Original Title: how I run 200 AI agents on the hormuz crisis with Mirofish, and compare it to polymarket
Original Author: The Smart Ape
Original Compilation: Peggy, BlockBeats
Editor's Note: When AI begins to simulate a public opinion field, the act of prediction itself quietly changes.
This article documents an experiment surrounding the situation in the Strait of Hormuz: the author used MiroFish to construct a simulation system consisting of 200 agents, allowing governments, media, energy companies, traders, and ordinary people to coexist in a simulated social network. Through continuous interaction, debate, and information dissemination, judgments were formed, and this collective outcome was compared with the market pricing on Polymarket.
The results were not consistent. The group discussion was overall optimistic, while the market was significantly more pessimistic; in free speech, a minority of pessimists were closer to the real pricing; and once placed in an interview setting, almost all agents converged to more moderate, cooperative expressions.
This split is not unfamiliar. In the real world, public statements often tend towards stability and optimism, while genuine risk assessments are hidden within actions and informal expressions. In other words, what people say, what they think, and how they bet with money are often three different systems.
Within such a structure, the most valuable signals often do not come from consensus, but from those voices that seem out of place amidst the noise.
The following is the original text:
I used MiroFish to simulate the situation in the Strait of Hormuz over the next few weeks. This tool excels at handling such problems because it can conduct highly complex scenario simulations: introducing multiple participants, different roles with their own incentive mechanisms into the same system, and letting these agents continuously game and debate, eventually forming a result close to consensus.

Here are the specific steps I took to run this simulation and the final results I obtained. Anyone can reproduce it; the key is just knowing which steps to follow.
First, MiroFish is an open-source project from a Chinese research team. After you input a batch of documents, it first constructs a knowledge graph, then generates different agent personas based on this graph, and subsequently releases these agents into a simulated Twitter environment. In this environment, they post, retweet, comment, like, and argue with each other.

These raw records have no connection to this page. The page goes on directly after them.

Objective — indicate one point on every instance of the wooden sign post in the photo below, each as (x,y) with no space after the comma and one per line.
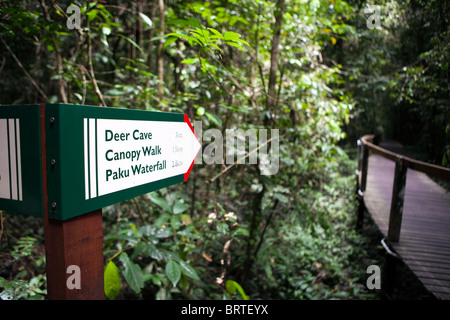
(66,162)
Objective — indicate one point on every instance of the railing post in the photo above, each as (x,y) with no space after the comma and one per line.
(398,195)
(359,193)
(365,162)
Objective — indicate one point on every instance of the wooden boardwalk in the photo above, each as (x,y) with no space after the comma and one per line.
(425,229)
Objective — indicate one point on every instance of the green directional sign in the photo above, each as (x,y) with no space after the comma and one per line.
(95,156)
(20,160)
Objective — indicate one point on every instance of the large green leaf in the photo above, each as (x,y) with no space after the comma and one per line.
(173,271)
(232,286)
(180,207)
(112,280)
(132,273)
(188,270)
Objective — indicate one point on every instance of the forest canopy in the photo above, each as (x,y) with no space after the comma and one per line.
(322,72)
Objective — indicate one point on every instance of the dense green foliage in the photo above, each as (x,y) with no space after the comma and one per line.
(311,69)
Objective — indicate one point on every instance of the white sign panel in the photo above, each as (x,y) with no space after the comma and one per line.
(122,154)
(10,160)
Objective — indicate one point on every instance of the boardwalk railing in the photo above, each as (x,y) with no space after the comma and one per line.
(366,145)
(402,163)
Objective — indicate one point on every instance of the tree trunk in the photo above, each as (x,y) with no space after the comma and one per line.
(160,50)
(271,92)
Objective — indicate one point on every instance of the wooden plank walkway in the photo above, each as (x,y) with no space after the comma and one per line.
(425,233)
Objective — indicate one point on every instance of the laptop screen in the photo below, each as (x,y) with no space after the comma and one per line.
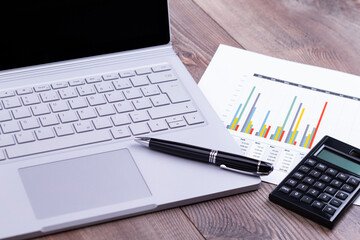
(42,31)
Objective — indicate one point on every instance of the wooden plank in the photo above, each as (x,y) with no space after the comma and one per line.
(252,216)
(195,36)
(169,224)
(321,33)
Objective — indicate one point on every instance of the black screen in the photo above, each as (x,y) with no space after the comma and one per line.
(43,31)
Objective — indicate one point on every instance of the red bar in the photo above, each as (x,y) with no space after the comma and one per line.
(251,131)
(317,127)
(282,134)
(267,132)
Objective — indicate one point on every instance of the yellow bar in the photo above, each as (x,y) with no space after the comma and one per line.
(247,129)
(297,125)
(262,131)
(277,134)
(232,127)
(307,140)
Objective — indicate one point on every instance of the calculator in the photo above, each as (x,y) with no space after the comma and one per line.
(324,184)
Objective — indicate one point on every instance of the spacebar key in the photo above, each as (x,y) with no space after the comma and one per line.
(57,143)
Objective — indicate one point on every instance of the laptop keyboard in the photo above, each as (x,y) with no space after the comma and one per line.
(108,107)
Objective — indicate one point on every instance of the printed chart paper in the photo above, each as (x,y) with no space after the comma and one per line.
(277,110)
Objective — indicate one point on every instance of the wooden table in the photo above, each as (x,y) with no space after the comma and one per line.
(325,33)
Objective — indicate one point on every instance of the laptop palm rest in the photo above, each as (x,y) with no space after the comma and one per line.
(83,183)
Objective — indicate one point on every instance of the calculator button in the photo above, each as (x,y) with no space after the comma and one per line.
(302,187)
(313,192)
(304,169)
(335,202)
(342,176)
(310,162)
(330,190)
(341,195)
(298,175)
(285,189)
(309,180)
(295,194)
(347,188)
(319,185)
(325,178)
(352,181)
(306,199)
(318,205)
(336,183)
(291,182)
(330,210)
(315,173)
(331,172)
(324,197)
(320,167)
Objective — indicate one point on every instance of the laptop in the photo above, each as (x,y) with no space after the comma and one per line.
(79,81)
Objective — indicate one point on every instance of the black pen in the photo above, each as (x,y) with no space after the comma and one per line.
(228,161)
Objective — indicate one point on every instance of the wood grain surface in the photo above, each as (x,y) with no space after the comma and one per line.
(324,33)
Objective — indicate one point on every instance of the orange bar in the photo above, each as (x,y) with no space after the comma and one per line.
(317,127)
(282,134)
(267,132)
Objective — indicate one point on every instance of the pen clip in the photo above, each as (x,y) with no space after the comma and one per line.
(245,172)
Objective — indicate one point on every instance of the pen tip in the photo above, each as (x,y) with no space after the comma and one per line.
(143,140)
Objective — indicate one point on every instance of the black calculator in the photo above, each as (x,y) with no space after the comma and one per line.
(324,184)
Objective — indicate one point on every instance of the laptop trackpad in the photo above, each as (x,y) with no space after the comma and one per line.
(82,183)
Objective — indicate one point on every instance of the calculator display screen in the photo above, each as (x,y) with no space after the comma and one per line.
(339,160)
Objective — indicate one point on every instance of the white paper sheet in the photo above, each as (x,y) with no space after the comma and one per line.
(277,110)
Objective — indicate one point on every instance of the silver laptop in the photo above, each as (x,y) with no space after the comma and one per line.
(79,81)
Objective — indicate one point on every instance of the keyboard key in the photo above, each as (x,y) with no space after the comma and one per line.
(171,110)
(29,123)
(330,190)
(58,106)
(193,118)
(324,197)
(120,132)
(63,130)
(10,127)
(54,143)
(19,113)
(306,199)
(121,119)
(139,129)
(342,176)
(6,140)
(341,195)
(24,137)
(330,210)
(335,202)
(347,188)
(11,102)
(44,133)
(317,204)
(40,109)
(158,125)
(139,81)
(101,123)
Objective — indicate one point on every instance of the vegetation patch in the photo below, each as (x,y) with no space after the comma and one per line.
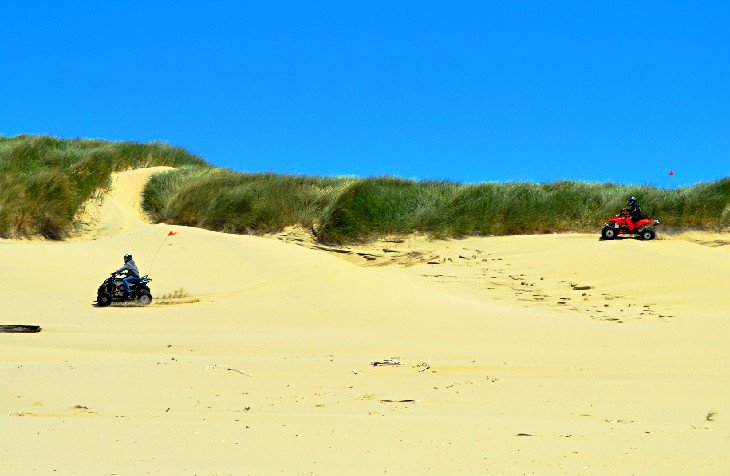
(348,210)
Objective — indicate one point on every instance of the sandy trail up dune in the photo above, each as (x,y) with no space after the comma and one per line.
(149,390)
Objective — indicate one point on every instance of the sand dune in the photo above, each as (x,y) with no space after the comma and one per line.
(606,355)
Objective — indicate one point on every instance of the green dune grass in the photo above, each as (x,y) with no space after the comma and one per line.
(45,180)
(346,210)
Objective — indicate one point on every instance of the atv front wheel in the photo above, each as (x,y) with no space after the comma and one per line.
(648,234)
(103,299)
(144,298)
(609,233)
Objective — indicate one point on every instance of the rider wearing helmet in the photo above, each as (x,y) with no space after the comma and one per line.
(132,273)
(634,209)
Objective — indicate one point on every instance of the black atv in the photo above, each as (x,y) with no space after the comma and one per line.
(112,290)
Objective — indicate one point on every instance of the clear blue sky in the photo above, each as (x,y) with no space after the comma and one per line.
(619,91)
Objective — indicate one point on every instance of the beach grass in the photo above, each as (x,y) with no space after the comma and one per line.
(45,180)
(347,210)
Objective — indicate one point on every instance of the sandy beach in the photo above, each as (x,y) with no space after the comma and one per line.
(545,354)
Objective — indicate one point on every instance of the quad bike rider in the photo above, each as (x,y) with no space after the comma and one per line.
(125,284)
(630,221)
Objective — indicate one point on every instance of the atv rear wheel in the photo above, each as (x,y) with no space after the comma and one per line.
(648,234)
(103,299)
(144,298)
(609,233)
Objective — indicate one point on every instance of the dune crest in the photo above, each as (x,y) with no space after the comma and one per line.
(118,210)
(269,368)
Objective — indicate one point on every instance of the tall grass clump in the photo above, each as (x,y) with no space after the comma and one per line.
(45,180)
(224,200)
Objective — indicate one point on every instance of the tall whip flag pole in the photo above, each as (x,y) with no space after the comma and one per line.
(159,248)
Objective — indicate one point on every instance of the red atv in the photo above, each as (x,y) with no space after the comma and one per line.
(621,224)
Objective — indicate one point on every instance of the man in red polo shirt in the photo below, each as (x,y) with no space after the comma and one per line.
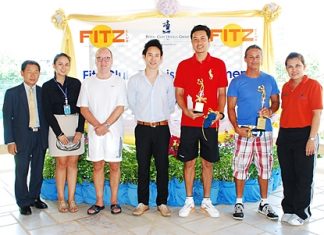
(200,83)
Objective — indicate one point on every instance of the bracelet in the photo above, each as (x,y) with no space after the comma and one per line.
(223,115)
(107,125)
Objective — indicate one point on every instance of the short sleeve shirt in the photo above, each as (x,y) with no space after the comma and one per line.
(212,71)
(298,104)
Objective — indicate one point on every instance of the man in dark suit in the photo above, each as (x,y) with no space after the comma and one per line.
(26,133)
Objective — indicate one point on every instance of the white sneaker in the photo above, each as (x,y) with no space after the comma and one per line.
(295,220)
(188,207)
(207,206)
(286,217)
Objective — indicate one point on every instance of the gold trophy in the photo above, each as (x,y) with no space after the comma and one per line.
(261,121)
(200,99)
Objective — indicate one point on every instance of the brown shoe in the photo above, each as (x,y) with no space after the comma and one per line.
(164,210)
(140,209)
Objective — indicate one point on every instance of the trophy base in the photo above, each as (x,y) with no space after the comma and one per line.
(261,124)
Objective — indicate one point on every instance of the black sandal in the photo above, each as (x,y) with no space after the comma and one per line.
(95,209)
(115,209)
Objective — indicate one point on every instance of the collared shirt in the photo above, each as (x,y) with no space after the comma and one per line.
(298,104)
(151,102)
(35,100)
(212,71)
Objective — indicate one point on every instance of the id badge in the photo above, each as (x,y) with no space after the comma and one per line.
(67,109)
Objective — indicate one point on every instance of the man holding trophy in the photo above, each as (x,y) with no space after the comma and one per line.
(200,83)
(251,100)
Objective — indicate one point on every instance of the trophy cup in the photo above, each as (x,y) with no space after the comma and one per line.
(261,121)
(200,99)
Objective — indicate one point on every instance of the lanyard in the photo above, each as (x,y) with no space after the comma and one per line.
(64,92)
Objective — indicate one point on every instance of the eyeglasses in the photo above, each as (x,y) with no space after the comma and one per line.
(100,59)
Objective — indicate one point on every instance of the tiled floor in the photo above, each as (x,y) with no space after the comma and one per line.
(50,221)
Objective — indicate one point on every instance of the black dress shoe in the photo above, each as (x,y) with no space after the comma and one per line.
(25,210)
(39,204)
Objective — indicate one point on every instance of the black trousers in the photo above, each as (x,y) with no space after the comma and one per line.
(30,157)
(297,171)
(152,141)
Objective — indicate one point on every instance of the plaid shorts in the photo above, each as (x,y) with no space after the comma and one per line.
(257,149)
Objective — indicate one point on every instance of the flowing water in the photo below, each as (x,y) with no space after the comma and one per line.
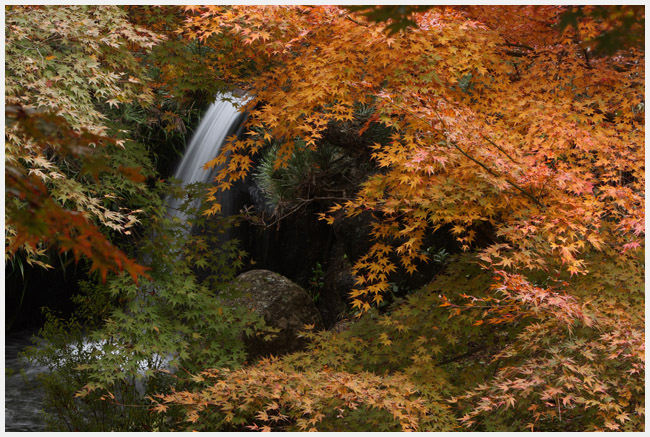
(221,120)
(23,396)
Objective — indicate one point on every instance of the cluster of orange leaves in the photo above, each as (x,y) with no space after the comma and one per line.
(499,119)
(272,397)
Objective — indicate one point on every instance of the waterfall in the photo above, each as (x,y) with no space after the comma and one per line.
(221,120)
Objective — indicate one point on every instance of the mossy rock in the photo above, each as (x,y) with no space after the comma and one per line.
(283,304)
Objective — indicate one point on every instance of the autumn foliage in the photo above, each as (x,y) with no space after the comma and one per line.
(509,124)
(519,130)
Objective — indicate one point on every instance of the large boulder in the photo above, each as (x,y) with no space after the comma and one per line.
(283,304)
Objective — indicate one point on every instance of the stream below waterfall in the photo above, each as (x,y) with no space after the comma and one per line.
(23,394)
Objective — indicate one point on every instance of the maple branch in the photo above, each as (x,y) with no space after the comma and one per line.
(498,147)
(453,143)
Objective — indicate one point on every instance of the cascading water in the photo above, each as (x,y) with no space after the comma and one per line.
(221,120)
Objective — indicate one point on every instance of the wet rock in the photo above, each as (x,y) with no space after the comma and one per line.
(283,304)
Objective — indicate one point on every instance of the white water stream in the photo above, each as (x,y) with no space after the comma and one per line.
(23,397)
(221,120)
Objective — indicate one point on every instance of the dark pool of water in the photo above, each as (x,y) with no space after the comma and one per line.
(23,396)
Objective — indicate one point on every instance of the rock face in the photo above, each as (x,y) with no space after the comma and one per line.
(283,304)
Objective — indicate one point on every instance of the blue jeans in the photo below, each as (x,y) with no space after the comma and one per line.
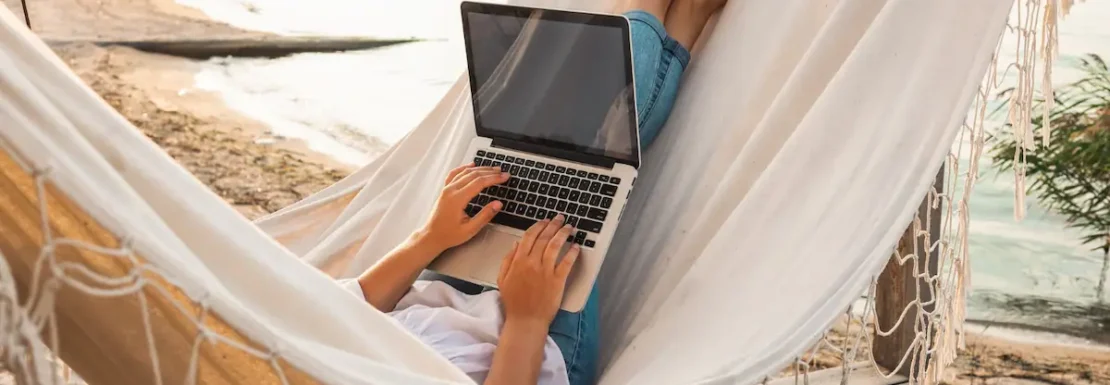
(659,62)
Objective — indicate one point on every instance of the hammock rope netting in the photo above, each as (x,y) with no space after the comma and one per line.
(62,269)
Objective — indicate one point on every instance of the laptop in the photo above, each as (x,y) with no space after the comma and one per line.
(554,105)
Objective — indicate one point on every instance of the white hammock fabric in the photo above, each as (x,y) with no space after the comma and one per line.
(801,143)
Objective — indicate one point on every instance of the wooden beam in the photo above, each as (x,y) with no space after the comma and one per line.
(899,286)
(858,374)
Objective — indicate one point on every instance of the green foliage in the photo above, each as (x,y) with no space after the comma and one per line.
(1071,175)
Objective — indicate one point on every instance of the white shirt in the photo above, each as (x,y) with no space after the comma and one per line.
(463,328)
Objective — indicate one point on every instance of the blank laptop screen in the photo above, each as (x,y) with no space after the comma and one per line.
(554,79)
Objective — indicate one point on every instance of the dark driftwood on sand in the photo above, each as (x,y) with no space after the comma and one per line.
(251,48)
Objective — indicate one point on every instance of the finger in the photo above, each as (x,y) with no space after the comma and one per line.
(482,182)
(564,267)
(530,237)
(545,236)
(506,263)
(555,245)
(456,171)
(474,224)
(471,174)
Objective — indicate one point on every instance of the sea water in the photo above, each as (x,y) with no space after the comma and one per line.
(353,105)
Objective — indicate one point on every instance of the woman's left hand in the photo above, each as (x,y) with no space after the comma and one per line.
(450,225)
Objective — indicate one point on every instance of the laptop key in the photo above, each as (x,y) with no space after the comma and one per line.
(573,221)
(597,214)
(592,226)
(609,190)
(513,221)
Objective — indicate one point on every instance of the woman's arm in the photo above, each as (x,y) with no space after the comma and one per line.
(384,283)
(532,282)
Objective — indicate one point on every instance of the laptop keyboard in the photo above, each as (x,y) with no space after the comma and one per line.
(536,191)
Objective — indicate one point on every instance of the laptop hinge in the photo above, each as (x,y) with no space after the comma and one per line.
(547,151)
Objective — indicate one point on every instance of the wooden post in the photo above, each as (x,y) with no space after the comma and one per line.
(898,286)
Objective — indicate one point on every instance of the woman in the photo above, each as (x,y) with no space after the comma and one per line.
(518,335)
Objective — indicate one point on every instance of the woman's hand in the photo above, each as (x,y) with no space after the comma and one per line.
(450,225)
(532,277)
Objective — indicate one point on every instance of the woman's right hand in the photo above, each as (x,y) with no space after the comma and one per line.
(533,276)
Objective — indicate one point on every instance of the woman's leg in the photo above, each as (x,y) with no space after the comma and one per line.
(659,61)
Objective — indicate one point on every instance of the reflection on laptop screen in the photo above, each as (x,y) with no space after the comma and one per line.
(561,82)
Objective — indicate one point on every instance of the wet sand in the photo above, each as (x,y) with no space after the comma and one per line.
(259,173)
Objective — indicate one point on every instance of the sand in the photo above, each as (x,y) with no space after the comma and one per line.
(240,160)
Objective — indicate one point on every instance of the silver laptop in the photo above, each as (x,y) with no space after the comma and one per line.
(554,105)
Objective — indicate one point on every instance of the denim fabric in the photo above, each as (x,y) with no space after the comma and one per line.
(658,62)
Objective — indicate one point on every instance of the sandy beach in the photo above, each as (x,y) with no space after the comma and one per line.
(259,173)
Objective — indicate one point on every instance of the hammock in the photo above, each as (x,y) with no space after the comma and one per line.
(803,141)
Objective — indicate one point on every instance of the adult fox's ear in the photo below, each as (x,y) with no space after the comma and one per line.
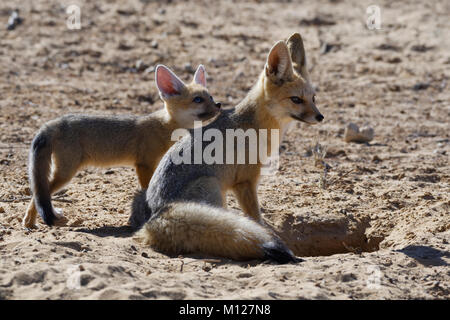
(167,82)
(298,56)
(200,75)
(279,64)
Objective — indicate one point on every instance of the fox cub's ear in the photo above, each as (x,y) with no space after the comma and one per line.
(279,64)
(167,82)
(200,75)
(297,51)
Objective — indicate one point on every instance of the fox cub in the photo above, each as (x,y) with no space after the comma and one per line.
(187,214)
(72,142)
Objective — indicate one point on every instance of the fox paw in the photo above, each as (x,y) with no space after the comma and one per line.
(60,219)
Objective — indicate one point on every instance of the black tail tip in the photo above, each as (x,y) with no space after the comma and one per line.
(140,212)
(278,252)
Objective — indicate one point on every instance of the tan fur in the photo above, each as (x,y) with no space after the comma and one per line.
(193,220)
(73,142)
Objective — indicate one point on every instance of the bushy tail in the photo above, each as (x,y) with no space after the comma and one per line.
(39,171)
(196,228)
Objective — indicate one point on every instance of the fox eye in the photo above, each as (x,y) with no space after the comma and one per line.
(297,100)
(198,100)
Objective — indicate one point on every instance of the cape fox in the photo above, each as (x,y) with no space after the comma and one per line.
(72,142)
(184,203)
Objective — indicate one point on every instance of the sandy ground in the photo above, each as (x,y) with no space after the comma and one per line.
(378,229)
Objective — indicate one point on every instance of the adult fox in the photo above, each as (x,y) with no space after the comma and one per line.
(184,203)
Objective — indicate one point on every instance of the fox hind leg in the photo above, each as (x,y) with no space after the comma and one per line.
(248,199)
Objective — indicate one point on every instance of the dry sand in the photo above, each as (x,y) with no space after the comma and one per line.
(380,226)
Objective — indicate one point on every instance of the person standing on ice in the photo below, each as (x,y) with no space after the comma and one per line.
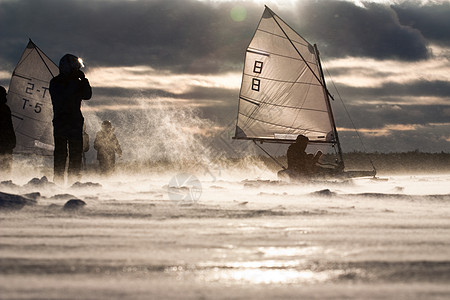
(107,146)
(7,135)
(67,90)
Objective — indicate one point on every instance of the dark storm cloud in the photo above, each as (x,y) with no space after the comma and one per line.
(432,20)
(196,94)
(436,88)
(181,35)
(196,37)
(378,116)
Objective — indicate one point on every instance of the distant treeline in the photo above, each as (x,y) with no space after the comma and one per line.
(410,162)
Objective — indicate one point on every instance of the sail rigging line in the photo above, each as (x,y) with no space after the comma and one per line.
(273,158)
(293,45)
(38,50)
(351,120)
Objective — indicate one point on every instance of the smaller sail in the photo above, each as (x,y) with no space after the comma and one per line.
(30,102)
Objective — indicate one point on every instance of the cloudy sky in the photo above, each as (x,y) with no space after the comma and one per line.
(389,61)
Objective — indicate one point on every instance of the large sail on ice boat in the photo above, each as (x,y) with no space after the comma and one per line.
(30,102)
(283,91)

After the simulation ends, you can also interview each agent individually to view their respective stances and reasoning processes.

You input a crisis scenario, and it generates a debate around the event; from this debate, you can extract a prediction.
I aimed it at an ongoing Polymarket market question: Will maritime traffic in the Strait of Hormuz return to normal by the end of April 2026?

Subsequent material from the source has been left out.